Lampu dapur dan ruang makan masih menyala. Apa Hinata masih terjaga?
Sasuke tersenyum tipis mendapati Hinata tertidur di meja makan sambil bergerak gelisah. Jemari dingin Sasuke menelusuri lekuk wajah gadis itu. Menggeser poni indigo yang menutupi pelupuk mata indah itu.
"Kenapa kau tidur di sini?"
Pria itu mengangkat tubuh istrinya menuju kamar. Setelah menidurkan Hinata dalam futon, Sasuke memilih untuk mandi dan menghabiskan makan malam yang disediakan istrinya.

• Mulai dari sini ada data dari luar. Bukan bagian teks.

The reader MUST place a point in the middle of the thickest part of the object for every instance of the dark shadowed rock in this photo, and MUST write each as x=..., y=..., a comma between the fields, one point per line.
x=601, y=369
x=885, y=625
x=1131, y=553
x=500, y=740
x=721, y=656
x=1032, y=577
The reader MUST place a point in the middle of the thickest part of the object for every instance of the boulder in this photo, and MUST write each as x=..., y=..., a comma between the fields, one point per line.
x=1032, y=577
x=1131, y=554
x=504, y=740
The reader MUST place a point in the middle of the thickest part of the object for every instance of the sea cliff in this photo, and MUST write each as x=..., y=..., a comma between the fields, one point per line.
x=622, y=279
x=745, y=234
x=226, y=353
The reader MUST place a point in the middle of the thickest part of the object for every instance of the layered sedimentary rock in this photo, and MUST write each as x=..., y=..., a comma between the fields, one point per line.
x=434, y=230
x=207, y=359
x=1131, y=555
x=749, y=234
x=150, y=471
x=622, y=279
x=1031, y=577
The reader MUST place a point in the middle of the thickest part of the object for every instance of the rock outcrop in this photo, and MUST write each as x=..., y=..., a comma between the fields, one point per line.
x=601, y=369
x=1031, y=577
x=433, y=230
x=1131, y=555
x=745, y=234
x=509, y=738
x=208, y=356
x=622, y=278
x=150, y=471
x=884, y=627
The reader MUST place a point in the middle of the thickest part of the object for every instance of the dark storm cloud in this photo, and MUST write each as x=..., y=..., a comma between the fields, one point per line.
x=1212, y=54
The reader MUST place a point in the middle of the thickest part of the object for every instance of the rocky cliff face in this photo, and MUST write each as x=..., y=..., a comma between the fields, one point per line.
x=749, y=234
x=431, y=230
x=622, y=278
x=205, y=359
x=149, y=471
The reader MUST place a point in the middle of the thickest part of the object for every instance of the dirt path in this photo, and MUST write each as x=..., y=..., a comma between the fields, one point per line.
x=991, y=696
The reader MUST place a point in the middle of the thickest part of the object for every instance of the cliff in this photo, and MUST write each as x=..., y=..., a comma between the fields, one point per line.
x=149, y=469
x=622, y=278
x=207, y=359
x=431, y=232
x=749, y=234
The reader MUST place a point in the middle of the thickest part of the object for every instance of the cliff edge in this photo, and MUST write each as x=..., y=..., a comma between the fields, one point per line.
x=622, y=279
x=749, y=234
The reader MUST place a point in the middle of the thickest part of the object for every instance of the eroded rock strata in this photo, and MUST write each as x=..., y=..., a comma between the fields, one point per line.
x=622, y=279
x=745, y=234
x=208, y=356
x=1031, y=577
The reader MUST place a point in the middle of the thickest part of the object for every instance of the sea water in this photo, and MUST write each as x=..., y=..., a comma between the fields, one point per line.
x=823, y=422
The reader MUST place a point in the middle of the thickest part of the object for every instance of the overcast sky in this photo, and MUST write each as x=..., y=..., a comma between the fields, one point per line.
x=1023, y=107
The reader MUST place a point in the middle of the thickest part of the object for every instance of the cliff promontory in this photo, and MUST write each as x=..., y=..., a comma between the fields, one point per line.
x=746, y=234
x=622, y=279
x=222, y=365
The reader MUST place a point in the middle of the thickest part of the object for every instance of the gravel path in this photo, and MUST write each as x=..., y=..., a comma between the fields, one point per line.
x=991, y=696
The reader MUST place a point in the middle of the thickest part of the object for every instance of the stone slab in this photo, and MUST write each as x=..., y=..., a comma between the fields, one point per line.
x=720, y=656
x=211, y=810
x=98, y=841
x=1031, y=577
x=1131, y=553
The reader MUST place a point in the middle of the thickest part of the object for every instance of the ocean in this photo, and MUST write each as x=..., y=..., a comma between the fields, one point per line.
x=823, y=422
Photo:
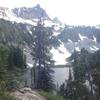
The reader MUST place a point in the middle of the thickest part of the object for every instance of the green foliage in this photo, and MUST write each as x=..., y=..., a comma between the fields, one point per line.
x=42, y=57
x=51, y=96
x=5, y=96
x=11, y=67
x=86, y=68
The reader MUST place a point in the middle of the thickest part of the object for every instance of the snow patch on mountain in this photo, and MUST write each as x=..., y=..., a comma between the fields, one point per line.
x=77, y=49
x=82, y=37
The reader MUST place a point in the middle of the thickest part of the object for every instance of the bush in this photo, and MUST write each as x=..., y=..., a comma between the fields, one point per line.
x=5, y=96
x=51, y=96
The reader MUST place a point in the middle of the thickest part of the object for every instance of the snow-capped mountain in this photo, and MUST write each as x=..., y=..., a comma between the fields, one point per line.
x=70, y=37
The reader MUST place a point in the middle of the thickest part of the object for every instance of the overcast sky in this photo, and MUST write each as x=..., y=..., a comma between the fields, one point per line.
x=72, y=12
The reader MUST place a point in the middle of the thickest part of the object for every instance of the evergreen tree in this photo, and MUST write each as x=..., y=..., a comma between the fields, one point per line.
x=42, y=57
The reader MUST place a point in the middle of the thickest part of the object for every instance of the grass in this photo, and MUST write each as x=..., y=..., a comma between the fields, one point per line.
x=51, y=96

Suara air mengucur terdengar dari balik pintu kamar mandi. Mata Hinata mengerjap perlahan sebelum akhirnya terbuka, menampilkan sepasang lavender. Kembali mendapati tubuhnya berada dalam futon membuatnya merasa de javu. "Sasuke?" gumamnya pelan.
Pintu kamar mandi dibuka pelan. Hinata memejamkan matanya.
"Sial!"
Hinata berjengit pelan saat mendengar suaminya memaki pelan. Sasuke berjalan melewati futon. Membuka rak-rak dengan suara pelan agar ia tidak terganggu. Dalam hati Hinata merasa senang dengan sikap suaminya. Tapi Sasuke tak kunjung berhenti membuka rak itu satu persatu. Hinata pura-pura menguap kecil dan mengusap matanya.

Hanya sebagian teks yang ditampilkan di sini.